BEIRUT: Syria’s Central Bank has told banks and money exchanges to limit sales of foreign currency, the state news agency SANA said Monday, in the government’s latest step to stem financial damage from five months of popular unrest.
The Central Bank commission responsible for combating money laundering and terrorism financing said they should only offer foreign currency when there was “economic justification” for the transaction.
Sales of foreign currency to Syrians traveling abroad should be made one day before departure, with a maximum of two transactions per year. Banks should obtain a commitment that any money not used be changed back within a week, SANA said.
The Central Bank commission also limited the amount of foreign exchange Syrians could buy – except where there was economic justification – to the equivalent of $1,000 per month, with a maximum of three transactions per year.
Syrian officials say the Central Bank reserves stood at around $18 billion before the protests against President Bashar Assad erupted in March.
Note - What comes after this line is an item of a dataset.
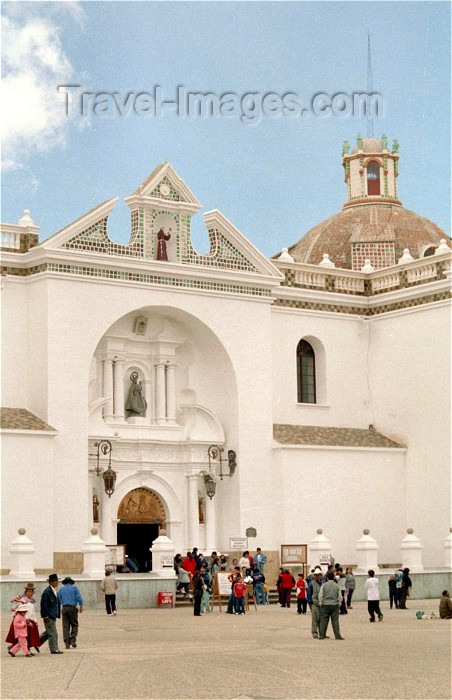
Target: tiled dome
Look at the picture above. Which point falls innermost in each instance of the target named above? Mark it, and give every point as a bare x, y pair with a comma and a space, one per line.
372, 223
But regional bankers say the reserves have been diminishing by around $70-$80 million a week as the bank has sought to support the Syrian pound exchange rate.
The official exchange rate stands at 47.4 pounds to the U.S. dollar, but dollars are being exchanged unofficially at 51 pounds to the dollar and above.
Some Syrian opposition figures claimed earlier that close to $20 billion of deposits fled from Syria to Lebanon, an allegation strongly denied by Lebanese banks and financial authorities.
Bank sources told The Daily Star that it is nearly impossible for Lebanese banks to absorb $20 billion in one shot, stressing that the average growth of assets in Lebanon is less than 8 percent.
There are seven Lebanese banks operating in Syria at present, although most of the shares in these banks are held by the Syrian private sector.
A recent report said that the assets of Lebanese banks operating in Syria fell by 8.4 percent since the crisis started at the beginning of this year.
The financial results issued by the affiliates of seven Lebanese banks operating in Syria show their total assets reached 359 billion Syrian pounds ($7.6 billion) at the end of June 2011, an 8.4 percent drop from end-2010.
The decline was due to an average drop of 16 percent in the assets of Banque BEMO Saudi Fransi, Bank Audi Syria and Bank of Syria & Overseas, the three largest private commercial banks by assets.
The banks’ loans totaled 145 billion Syrian pounds at end-June, a drop of 2.6 percent from the end of 2010.
The loans’ decline was mainly caused by an average contraction of 17.3 percent in the lending of Bank Audi Syria and Bank of Syria & Overseas in the first half of the year.
Also, the banks’ customer deposits reached 280 billion Syrian pounds at the end of June, regressing by 16 percent in the first half of the year.
The drop was due to an average contraction of 21.5 percent in the deposits of Banque BEMO Saudi Fransi, Bank Audi Syria and Bank of Syria & Overseas. Banque BEMO Saudi Fransi’s deposits contracted by 23.9 percent year-to-June, and posted the steepest drop among the affiliates of Lebanese banks in Syria in the covered period.